- Episode no.: Season 1 Episode 4
- Directed by: John Croyston
- Teleplay by: Pat Flower
- Original air date: 12 November 1969
- Running time: 55 mins

Episode chronology
| ← Previous "The Cheerful Cuckold" | Next → "The Torrents" |

= Tilley Landed On Our Shore =

"Tilley Landed On Our Shore" is a 1969 Australian television play. It was part of the Australian Plays series.

==Plot==
A comic account of Governor Phillips's 1788 landing in Australia. It is set in the modern day on the mythical island of Extrania, where Lieut. Tilley has been sent to establish a penal colony.

==Cast==
- Donald MacDonald as Lt Tilly
- Michael Boddy
- Frank Lloyd
- Tom Farley
- David Cameron
- Ric Hutton
- Noel Ferrier
- Ruth Cracknell
- Don Crosby
- Barry Lovett
- Lou Vernon
- Edward Howell
- Pat Bishop
- Jack Allen
- Tony Bazell
- Reg Collins
- John Gray
- Ric Hunter
- Sheila Kennelly
- Colonel Crint and His Regiment of Foot and Mouth Deserters

==Production==
Before the production aired, the script won the 1967 Dame Mary Gilmore Medal awarded in March 1968. Judges called it "a superbly funny comment with a strong Australian history allegory on present attitudes to domestic and foreign affairs. A rare dramatic event — a satirical script. It has style in the best sense of the word. It hides unexpected social comment beneath well-constructed fun. The humour is visual as well as verbal, the TV medium is an integral part of its being."

It was the first self contained drama by the ABC to be shot entirely on film with no videotaped segments. More than thirty people were in the cast and above-the-line costs were estimated to be somewhere between $15,000 and $20,000.

==Reception==
The Sydney Morning Herald said "never have so many done to much for so little. It was a laboured hour of TV. There is only one word for it. Ouch." The same paper later called the production one of the worst shows of 1969.

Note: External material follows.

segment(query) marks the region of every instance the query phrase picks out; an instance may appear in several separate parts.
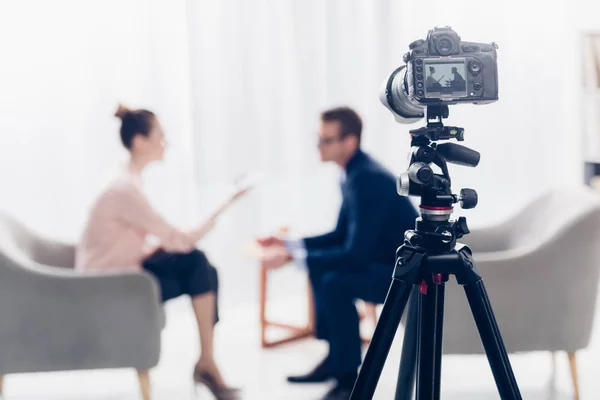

The play has been re-appraised in later years. Academic Susan Lever wrote:
On my first viewing I was appalled by the slow pace and sheer crudity of this television offering. Its low budget is evident in every aspect, and every actor (with the exception of Ruth Cracknell and possibly Donald McDonald) milk every line for any possibility of humour. With further viewings, though, I find it clever and experimental—at least, it’s evidence that there was more than ‘naturalism’ on television in the early decades. At the same time, there’s not a trace of that ‘it could be you’ identification with the audience; nor any claims for documentary accuracy whatever... It’s clearly based in the tradition of satirical revue, but it is more sustained and serious than the sketch comedies that now constitute television’s version of that tradition.